The Healing Hearts Child Advocacy Center in Southaven is leading the way in the Mid-South to shield and protect children, the most vulnerable of all victims of sexual, emotional and physical abuse.
"Every service we provide is free," said John Hornsby, who serves on the Board of the Directors for the Healing Hearts Child Advocacy Center. "We take in and counsel with children who have been abused."
Darlene Cunningham, Family Advocate for Healing Hearts Child Advocacy Center, said all too often the subject of sexual or physical abuse involving children is taboo and discussion is avoided.
"It's a subject that is hard for people to hear about," said Cunningham, in a recent address to the Rotary Club of Hernando.
Cunningham said the Healing Hearts Child Advocacy Center, a United Way agency, conducts forensic interviews with children ages 3-17.
Healing Hearts Child Advocacy in Southaven also conducts interviews with clients in Tunica and Marshall counties.
"In Northwest Mississippi, we are the closest center to many children and families," Cunningham said. "There is a big gap. We get a lot of calls from Sunflower and Bolivar counties. They want to make sure their children are safe. The children who seek Child Protective Services often don't have a voice. You wouldn't want your child to have to go to a police station, so that's where we come in, where they feel free to talk to someone in a non-threatening environment. A lot of these children need medical help."
Cunningham said once a child is in the agency's system, they are closely monitored.
"The children can come weekly for counseling, even if if they have no insurance or through Medicaid," Cunningham said. "We tap into grants and have fund raisers. We also get funds through the United Way through payroll contributions. We are the first new United Way Agency in the State of Mississippi in eight years."

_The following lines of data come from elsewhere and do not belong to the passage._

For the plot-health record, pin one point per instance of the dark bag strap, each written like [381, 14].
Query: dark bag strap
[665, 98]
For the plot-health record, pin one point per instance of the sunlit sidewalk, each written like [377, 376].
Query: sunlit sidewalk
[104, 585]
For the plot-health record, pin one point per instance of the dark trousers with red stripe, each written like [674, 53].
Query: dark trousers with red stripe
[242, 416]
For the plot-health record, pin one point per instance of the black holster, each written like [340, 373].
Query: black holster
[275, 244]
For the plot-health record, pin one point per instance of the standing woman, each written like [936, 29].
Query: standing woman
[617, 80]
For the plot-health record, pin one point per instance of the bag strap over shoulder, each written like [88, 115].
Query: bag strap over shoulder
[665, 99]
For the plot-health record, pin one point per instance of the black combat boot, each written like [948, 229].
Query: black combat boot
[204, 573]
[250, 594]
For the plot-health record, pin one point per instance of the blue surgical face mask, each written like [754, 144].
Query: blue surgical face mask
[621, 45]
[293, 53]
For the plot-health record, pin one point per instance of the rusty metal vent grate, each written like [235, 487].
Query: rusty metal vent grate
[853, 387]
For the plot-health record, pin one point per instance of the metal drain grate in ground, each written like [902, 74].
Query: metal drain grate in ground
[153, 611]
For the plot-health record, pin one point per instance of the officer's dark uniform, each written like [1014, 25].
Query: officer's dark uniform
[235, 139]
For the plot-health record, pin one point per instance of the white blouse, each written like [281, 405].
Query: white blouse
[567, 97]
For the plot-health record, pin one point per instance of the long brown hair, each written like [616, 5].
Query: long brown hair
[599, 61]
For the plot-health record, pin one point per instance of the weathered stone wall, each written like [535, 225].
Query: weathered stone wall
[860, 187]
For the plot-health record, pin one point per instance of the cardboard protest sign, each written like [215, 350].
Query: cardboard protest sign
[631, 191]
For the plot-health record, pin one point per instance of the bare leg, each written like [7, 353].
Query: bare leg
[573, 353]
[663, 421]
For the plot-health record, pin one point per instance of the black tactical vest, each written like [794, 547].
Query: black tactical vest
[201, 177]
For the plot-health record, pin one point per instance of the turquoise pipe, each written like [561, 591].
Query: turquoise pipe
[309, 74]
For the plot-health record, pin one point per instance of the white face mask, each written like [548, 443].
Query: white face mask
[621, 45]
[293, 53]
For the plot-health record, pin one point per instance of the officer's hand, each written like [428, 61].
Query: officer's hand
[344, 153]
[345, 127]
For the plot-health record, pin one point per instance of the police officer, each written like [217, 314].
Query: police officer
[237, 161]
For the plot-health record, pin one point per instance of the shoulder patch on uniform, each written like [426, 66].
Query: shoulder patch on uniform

Cunningham said cases with merit are presented to the grand jury for deliberation.
"We have to get the child in within 72 hours of the alleged incident of abuse," Cunningham said. "It's a neutral, family-friendly setting. Sixty-five percent of the cases involve family members who are perpetrators. If they (children) have to go to court to testify, we would be there with them."
Cunningham said the Healing Hearts Child Advocacy Center sees more than 400 children a year, compared to 266 the first year the Center was open. "We saw 371 last year. More reports are being made every day."